Re: How to prove that the server is rebooted manually

Dennis Handly — Mon, 04 Oct 2010 11:24:47 GMT

>This is why I need to verify if the shutdown log indicate that the reboot initiated by root was manual or automatic?

There is no difference. All we know is a reboot was done. (What do you mean by automatic, a cron job?)

>The giza account was now disabled by the Admin because of the incident so I'm unable to verify the command history for that account at this time.

It seems Admin should disable the Admin account since root did it. :-) Unless you have shutdown.allow.

Why can't you see the history for that account?
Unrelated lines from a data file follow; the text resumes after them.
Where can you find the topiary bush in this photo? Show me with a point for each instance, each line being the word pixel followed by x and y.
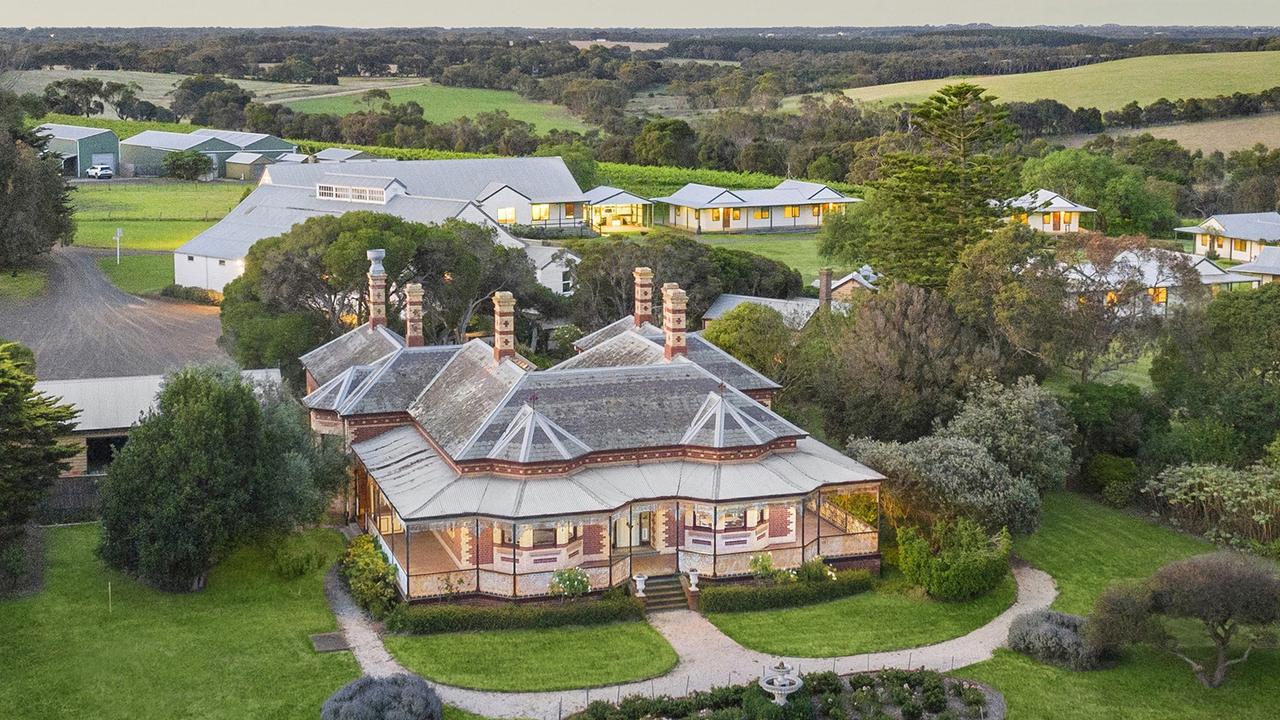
pixel 1116 478
pixel 956 561
pixel 1056 638
pixel 396 697
pixel 369 575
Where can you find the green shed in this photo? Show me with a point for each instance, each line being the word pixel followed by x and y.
pixel 82 147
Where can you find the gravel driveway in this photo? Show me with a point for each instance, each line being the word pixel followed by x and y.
pixel 85 327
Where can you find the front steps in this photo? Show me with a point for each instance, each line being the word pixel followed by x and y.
pixel 663 593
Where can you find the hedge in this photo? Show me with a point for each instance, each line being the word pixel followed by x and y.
pixel 428 619
pixel 740 598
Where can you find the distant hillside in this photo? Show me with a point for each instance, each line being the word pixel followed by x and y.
pixel 1107 86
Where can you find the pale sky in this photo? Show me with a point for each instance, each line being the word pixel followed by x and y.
pixel 631 13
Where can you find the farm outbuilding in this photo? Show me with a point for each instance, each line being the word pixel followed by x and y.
pixel 82 147
pixel 247 165
pixel 142 155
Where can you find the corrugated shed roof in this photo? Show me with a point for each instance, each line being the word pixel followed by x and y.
pixel 71 132
pixel 421 486
pixel 357 346
pixel 112 404
pixel 795 311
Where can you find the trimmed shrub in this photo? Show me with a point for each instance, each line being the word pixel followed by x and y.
pixel 401 697
pixel 1116 478
pixel 428 619
pixel 369 575
pixel 1054 637
pixel 956 561
pixel 739 598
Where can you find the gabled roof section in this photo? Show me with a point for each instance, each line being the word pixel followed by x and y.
pixel 357 346
pixel 533 437
pixel 464 395
pixel 720 424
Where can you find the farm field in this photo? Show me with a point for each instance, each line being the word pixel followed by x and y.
pixel 442 104
pixel 1225 135
pixel 155 86
pixel 1110 85
pixel 1086 546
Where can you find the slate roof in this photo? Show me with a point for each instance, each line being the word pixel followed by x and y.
pixel 542 180
pixel 786 192
pixel 795 311
pixel 421 484
pixel 69 132
pixel 1264 227
pixel 357 346
pixel 1046 200
pixel 1267 263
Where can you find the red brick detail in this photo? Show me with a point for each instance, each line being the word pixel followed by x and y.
pixel 593 540
pixel 484 546
pixel 780 520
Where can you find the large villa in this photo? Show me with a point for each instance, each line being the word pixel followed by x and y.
pixel 483 475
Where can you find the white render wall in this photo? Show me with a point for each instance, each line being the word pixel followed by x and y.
pixel 209 273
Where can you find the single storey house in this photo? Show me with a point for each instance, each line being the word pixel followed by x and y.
pixel 142 155
pixel 342 155
pixel 791 205
pixel 611 209
pixel 1237 236
pixel 479 474
pixel 247 165
pixel 1265 268
pixel 259 142
pixel 82 147
pixel 1047 210
pixel 480 191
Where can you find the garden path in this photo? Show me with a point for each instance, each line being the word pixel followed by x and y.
pixel 708 657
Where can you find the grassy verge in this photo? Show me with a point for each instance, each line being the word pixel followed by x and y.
pixel 26 283
pixel 237 650
pixel 138 235
pixel 1087 546
pixel 138 274
pixel 891 616
pixel 553 659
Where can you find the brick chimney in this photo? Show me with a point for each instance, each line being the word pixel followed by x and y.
pixel 824 287
pixel 503 324
pixel 673 302
pixel 644 295
pixel 414 315
pixel 376 287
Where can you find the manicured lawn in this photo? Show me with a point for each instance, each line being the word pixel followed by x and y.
pixel 444 103
pixel 1087 546
pixel 1106 86
pixel 892 616
pixel 799 250
pixel 237 650
pixel 155 200
pixel 138 274
pixel 538 660
pixel 138 235
pixel 24 283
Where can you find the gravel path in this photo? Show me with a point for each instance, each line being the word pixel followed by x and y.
pixel 85 327
pixel 708 657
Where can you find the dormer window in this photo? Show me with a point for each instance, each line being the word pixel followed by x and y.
pixel 352 194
You are the admin aren't you?

Re: How to prove that the server is rebooted manually

Robert Peregrin — Tue, 05 Oct 2010 09:18:40 GMT

Hi,

I'm not the admin but I used to have almost the same privileges as the admin but the Admin has now given me only restricted access.

Note that the user giza can rlogin to s101 as root and from there, this account can rlogin to s7cs as root.

Regards,

Robert Peregrin

Re: How to prove that the server is rebooted manually

Robert Peregrin — Tue, 05 Oct 2010 10:16:42 GMT

There is no way I can prove the manual reboot as my access privillege has been restricted.